Destin area restaurants not affected by Apalachicola Bay oyster ban
Although local restaurants feel for the struggling oyster harvesters to the east, they'll not be changing up their menus any time soon.
"Historically, nearly 90% of Florida’s and 10% of the nation’s wild oysters came from Apalachicola Bay. But the Apalachicola Bay oyster population has been declining since 2013 after years of low water flow conditions," according to a news release from the Florida Fish and Wildlife Conservation Commission.
In late July, the commission discussed suspending all harvest of wild oysters from Apalachicola Bay through Dec. 31, 2025. The decision is not final, however the commission directed staff to "proactively suspend all harvest of wild oysters through an Executive Order effective Aug. 1, 2020.
With oysters on the menu and even included on the marque of some of Destin's local restaurants they're still shucking and serving up the succulent oyster.
The Boathouse Oyster Bar, located on Destin harbor, uses a distributor out of Apalachicola for their oyster supply.
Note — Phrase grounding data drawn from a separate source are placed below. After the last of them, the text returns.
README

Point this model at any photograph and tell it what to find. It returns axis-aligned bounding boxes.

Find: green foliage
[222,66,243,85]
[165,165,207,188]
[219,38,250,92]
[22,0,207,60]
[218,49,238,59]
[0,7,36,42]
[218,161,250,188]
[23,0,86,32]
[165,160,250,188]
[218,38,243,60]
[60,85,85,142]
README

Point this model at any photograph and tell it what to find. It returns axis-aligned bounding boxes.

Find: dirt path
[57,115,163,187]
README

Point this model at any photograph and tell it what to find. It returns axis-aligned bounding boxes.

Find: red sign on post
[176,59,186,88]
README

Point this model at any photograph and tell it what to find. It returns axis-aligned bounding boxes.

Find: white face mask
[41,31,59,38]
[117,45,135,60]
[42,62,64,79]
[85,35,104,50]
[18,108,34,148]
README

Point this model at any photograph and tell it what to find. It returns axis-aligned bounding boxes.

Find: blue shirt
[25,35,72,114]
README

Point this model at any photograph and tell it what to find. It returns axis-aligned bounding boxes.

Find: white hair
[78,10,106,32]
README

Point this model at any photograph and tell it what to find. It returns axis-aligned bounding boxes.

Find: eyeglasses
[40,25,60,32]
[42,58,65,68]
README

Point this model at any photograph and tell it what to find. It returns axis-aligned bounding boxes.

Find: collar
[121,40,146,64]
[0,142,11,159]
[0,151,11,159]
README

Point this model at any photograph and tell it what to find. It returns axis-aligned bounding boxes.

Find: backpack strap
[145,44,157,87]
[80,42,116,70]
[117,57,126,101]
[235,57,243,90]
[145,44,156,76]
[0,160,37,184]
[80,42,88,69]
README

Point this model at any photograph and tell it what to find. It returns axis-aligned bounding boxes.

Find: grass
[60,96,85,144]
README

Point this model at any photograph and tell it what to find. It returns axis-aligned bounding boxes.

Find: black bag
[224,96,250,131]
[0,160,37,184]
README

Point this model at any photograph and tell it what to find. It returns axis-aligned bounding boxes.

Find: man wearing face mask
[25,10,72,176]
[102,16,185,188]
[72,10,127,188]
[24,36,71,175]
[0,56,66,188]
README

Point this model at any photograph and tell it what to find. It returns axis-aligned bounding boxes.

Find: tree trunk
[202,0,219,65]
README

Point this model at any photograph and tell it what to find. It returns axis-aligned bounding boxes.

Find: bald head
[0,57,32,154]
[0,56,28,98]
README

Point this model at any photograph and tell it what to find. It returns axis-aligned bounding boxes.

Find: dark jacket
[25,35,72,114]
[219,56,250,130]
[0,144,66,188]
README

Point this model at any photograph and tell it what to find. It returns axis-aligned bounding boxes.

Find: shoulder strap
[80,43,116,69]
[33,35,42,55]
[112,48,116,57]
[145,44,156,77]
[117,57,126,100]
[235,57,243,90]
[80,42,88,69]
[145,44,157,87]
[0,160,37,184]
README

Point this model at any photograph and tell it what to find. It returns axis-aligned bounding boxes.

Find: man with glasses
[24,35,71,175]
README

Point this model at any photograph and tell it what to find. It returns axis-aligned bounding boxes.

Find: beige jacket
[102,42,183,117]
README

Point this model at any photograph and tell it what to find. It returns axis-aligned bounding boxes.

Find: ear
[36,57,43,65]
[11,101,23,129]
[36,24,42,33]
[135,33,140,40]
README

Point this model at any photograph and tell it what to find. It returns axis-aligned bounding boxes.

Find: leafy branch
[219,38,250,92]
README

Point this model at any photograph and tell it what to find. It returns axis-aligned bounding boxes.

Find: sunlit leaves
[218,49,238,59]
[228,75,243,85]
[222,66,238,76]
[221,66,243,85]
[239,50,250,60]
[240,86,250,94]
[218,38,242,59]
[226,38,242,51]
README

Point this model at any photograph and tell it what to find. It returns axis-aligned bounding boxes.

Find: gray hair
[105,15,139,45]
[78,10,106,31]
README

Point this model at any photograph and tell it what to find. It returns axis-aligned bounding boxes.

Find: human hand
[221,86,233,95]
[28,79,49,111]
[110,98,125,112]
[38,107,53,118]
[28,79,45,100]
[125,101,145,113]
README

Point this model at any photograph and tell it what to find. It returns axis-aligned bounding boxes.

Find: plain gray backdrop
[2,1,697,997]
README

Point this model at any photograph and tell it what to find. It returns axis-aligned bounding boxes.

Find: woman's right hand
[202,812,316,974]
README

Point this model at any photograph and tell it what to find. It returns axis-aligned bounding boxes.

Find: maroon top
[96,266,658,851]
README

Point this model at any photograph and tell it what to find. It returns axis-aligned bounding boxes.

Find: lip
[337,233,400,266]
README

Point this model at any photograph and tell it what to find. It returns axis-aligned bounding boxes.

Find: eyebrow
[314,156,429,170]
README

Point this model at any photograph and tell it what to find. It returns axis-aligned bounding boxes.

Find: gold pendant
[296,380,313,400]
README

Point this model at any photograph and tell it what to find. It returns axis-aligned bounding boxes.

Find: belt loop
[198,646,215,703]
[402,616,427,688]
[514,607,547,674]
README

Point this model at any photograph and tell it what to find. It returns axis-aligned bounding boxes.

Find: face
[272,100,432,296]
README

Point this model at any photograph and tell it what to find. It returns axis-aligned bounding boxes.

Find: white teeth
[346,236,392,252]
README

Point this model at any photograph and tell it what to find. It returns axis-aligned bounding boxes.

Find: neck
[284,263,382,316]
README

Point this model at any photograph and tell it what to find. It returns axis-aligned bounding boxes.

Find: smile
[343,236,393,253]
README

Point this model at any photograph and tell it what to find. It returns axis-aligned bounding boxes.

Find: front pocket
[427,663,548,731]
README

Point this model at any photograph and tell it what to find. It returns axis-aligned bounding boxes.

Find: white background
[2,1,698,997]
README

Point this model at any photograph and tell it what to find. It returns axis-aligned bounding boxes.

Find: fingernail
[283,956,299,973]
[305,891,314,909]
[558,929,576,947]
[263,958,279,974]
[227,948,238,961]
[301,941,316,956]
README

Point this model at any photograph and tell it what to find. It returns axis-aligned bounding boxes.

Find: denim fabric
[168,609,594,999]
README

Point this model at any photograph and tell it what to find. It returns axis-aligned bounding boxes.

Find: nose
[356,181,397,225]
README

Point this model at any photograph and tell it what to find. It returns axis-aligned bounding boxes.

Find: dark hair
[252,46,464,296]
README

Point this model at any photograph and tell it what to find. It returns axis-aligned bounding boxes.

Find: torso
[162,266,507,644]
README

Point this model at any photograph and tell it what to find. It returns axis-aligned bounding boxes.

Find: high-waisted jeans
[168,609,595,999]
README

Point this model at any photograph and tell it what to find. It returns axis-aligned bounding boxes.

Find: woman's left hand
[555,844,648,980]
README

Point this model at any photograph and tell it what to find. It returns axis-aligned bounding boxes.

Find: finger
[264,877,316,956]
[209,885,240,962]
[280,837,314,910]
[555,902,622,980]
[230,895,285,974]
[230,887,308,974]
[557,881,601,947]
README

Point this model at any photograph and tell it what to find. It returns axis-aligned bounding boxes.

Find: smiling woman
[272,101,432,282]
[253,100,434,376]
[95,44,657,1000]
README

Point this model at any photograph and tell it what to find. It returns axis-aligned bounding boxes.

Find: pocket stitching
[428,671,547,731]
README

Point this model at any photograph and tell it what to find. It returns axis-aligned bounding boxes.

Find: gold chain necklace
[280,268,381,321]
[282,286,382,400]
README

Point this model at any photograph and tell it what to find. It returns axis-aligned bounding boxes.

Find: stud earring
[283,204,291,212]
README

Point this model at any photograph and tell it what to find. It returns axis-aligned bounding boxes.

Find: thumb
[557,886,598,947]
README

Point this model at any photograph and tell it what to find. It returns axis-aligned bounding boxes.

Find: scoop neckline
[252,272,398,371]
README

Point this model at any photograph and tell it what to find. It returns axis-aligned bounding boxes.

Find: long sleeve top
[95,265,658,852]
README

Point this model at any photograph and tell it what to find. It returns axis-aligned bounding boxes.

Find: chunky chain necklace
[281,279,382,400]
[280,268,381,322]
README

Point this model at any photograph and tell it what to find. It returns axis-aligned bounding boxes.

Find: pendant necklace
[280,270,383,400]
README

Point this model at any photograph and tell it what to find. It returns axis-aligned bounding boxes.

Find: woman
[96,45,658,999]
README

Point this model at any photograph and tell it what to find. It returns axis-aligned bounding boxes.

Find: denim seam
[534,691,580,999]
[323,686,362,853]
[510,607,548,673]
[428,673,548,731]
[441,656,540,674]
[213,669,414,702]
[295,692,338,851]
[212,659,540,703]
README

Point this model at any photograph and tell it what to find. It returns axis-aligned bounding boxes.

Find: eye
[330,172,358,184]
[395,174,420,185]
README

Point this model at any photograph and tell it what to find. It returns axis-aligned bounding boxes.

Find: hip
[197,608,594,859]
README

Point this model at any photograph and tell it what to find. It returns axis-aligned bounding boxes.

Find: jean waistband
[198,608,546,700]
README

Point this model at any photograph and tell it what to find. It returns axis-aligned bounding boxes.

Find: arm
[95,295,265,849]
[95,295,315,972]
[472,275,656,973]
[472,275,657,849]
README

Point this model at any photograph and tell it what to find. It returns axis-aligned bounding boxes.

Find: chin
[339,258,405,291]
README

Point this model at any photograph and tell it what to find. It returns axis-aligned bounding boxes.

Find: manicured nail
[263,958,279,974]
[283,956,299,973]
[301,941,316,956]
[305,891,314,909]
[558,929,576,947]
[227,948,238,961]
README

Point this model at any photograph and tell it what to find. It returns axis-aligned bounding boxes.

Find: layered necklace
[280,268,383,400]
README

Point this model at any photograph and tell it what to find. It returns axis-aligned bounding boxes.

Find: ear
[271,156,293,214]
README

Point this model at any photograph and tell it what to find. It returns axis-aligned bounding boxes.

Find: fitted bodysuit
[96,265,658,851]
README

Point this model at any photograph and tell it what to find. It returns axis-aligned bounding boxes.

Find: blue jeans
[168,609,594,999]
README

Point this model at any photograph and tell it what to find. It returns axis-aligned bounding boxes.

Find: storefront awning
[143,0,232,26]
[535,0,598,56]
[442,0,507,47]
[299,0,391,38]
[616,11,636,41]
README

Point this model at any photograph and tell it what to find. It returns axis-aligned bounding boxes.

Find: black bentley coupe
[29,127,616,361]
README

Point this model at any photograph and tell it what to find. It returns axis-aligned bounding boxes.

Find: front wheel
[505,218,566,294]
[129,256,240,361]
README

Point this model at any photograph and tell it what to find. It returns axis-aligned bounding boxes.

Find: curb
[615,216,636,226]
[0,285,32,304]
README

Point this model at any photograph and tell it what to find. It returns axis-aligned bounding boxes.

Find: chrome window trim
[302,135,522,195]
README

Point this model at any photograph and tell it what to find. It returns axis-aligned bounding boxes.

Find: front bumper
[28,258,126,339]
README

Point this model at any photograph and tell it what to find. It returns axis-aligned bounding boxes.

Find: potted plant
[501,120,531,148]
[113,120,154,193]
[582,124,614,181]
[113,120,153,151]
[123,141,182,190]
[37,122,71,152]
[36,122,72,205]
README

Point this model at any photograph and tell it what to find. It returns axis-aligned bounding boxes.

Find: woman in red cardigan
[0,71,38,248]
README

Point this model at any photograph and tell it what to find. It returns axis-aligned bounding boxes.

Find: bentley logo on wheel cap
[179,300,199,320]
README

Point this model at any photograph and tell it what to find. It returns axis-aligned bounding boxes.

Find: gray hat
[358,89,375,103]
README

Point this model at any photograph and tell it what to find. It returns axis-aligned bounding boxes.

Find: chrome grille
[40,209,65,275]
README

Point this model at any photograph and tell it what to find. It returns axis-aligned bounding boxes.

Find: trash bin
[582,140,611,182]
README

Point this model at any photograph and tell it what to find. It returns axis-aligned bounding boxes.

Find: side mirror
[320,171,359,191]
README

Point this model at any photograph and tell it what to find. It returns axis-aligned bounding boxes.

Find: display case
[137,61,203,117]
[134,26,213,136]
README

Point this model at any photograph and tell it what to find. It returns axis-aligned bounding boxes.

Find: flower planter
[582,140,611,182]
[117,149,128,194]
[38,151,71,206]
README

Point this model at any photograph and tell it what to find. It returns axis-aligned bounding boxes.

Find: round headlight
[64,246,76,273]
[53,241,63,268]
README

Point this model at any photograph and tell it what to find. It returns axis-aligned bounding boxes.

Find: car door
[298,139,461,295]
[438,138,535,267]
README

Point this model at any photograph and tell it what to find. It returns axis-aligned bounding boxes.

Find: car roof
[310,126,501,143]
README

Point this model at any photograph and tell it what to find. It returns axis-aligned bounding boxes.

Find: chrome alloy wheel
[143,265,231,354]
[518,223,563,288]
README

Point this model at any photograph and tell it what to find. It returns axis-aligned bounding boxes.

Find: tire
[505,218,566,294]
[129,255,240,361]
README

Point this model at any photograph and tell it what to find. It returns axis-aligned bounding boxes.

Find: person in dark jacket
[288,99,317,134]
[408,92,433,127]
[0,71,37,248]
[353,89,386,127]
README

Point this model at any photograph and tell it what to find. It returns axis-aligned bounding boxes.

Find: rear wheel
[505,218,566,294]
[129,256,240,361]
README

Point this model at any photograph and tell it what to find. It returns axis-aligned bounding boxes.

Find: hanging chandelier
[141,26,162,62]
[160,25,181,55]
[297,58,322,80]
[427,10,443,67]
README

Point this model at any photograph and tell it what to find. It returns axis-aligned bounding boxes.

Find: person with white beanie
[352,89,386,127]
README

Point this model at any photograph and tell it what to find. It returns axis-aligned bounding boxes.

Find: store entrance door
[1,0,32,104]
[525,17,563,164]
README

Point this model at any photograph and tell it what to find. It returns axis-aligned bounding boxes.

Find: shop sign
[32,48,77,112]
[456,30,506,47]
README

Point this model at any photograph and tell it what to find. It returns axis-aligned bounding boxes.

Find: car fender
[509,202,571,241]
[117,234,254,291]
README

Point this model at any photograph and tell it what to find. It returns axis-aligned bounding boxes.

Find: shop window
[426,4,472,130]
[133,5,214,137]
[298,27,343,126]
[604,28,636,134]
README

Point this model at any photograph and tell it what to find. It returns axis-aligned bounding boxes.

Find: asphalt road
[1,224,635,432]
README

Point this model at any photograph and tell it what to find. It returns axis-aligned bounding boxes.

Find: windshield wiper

However, he gets them from Texas and Louisiana, said Missy Schofield, owner of the Boathouse.
"We go through about 120 sacks per week on average," Schofield said, noting that's about 1,500 dozen.
Boshamps Seafood and Oyster House, located on U.S. 98 in the heart of Destin, of course has oysters on the menu.
"We hate that it's shut down, but it doesn't really affect us," said Chef Andi Bell of Boshamps. "Ever so often, we have someone ask for Apalachicola oysters, but for the most part, our guests just want fresh, medium sized oysters.
"Ours are always 'selects' that are hand picked from the pile, so always consistent," he added.
Boshamps uses Webb's Seafood out of Eastpoint, near Apalachicola, with the oysters coming in from Louisiana and Texas.
Bell said they go through about a 100 cases, with 100 oysters each, on average per week.
AJ's Seafood and Oyster Bar, also located on the harbor in Destin, continues to serve up oysters daily.
"We source oysters from other areas along the Gulf Coast," said Rachael Green of AJ's. "While we love to have Apalachicola oysters, right now we are using oysters from Louisiana."
And between all their restaurants from Fort Walton Beach to Grayton Beach, AJ's averages about 250 dozen a day.
The FWC will continue to monitor the recovery of oysters in Apalachicola Bay and re-evaluate whether limited harvest opportunities may be available earlier than anticipated.